Searched the threads before I posted this with no luck.

Does the lamp dim with age? My Samsung DLP looks great but lamp is probably close to end of life (4 yrs). Going to order replacement but was curious if these do fade with age. I know I sure have (faded with age, that is).

Many thanks.

Andy


----------



## glaufman

I think so. Color also shifts.


----------



## mechman

As Greg said, they do fade. And the colors do shift. I just finished giving my pj a 500 hour tune up today.


----------



## lcaillo

The typical life cycle is an early small drop and color shift in the first few hundred hours followed by a long period of very stable but very gradually dropping output. In the last hours of use it is not uncommon to see a large drop in brightness then failure. Some lamps just seem to keep going forever, getting dimmer with age.


----------



## akan101

Changing lamps also helps but it depends upon the hr used.


----------



## irfan

typically... my sammy DLP from 06 dimmed significantly. literally looked brand new 2 yrs later with a new lamp. of course compared to the kuro, brand new look like .


----------



## Jungle Jack

Hello,
The bulbs in Microdisplays definitely dim as they age. As has been pointed out, after the first 100-200 hours the bulbs settles in and should be stable for thousands of hours.

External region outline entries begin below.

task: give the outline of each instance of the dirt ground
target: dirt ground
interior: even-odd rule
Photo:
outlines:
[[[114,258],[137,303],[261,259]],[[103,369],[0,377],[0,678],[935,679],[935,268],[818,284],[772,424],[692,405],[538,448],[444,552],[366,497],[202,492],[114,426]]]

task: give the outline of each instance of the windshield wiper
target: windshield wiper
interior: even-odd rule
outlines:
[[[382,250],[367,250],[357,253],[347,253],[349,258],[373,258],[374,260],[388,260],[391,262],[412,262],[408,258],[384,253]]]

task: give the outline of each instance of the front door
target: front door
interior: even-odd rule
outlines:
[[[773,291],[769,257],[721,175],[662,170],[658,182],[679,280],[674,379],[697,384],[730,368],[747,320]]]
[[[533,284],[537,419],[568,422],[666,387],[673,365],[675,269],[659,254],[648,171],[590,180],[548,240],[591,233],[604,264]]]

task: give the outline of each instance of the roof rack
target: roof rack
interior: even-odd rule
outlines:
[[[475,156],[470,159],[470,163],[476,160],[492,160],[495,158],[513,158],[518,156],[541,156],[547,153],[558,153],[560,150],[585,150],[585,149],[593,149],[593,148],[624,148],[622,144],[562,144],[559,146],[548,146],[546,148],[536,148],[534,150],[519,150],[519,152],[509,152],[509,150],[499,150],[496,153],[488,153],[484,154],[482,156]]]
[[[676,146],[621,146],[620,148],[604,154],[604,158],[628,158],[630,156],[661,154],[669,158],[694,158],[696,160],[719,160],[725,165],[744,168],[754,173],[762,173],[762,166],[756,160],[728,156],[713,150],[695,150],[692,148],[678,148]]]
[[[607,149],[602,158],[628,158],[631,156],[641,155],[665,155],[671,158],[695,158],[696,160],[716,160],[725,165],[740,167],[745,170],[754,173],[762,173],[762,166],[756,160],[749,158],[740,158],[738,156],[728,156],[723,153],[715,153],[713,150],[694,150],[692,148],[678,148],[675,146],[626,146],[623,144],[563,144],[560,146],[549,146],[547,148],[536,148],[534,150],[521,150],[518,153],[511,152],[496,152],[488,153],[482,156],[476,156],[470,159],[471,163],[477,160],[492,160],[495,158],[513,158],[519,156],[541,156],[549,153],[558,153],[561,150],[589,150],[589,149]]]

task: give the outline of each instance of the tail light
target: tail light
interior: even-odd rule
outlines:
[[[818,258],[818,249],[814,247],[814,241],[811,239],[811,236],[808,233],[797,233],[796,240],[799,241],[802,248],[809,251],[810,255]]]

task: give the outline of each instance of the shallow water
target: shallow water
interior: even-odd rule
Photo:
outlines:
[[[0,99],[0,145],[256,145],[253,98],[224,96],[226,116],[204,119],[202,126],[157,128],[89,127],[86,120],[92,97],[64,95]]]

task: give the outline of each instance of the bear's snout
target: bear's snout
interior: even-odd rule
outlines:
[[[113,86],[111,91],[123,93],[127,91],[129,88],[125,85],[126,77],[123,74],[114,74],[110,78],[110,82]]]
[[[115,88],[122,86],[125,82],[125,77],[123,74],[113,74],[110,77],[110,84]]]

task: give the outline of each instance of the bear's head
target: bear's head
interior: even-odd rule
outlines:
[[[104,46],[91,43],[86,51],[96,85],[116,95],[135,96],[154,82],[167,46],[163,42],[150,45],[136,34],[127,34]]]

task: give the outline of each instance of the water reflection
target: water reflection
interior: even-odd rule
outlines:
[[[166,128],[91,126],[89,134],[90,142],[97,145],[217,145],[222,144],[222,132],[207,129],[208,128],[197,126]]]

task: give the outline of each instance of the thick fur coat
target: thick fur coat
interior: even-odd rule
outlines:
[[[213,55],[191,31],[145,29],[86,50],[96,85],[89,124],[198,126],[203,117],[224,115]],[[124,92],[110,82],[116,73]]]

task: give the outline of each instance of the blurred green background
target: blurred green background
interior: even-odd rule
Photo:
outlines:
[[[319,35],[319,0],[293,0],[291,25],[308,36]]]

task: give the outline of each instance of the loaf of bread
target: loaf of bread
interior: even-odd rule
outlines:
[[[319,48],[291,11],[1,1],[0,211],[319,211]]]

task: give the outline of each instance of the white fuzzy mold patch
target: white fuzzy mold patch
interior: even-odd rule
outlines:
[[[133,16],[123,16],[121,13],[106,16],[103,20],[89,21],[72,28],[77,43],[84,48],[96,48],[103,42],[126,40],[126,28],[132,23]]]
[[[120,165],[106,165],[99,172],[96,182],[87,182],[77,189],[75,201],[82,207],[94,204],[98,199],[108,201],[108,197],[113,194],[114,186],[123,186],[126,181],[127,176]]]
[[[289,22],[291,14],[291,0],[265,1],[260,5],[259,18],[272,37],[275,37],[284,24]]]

Using the power saving option if you have it helps. As does keeping power cycles to a minimum. Also, using a Calibration Disc to set Contrast and Brightness helps to get the longest life out of our bulb.

It is a mixed blessing about the replacement of bulbs. Unlike Panel Displays, when you replace a bulb, you get the opportunity to have the same brightness as when the set was brand new. Going from a bulb with 5-6 thousand hours to a brand new bulb is indeed an eye opener. Unfortunately, it does cost around 150-200 Dollars to replace most bulbs.
Cheers,
JJ


----------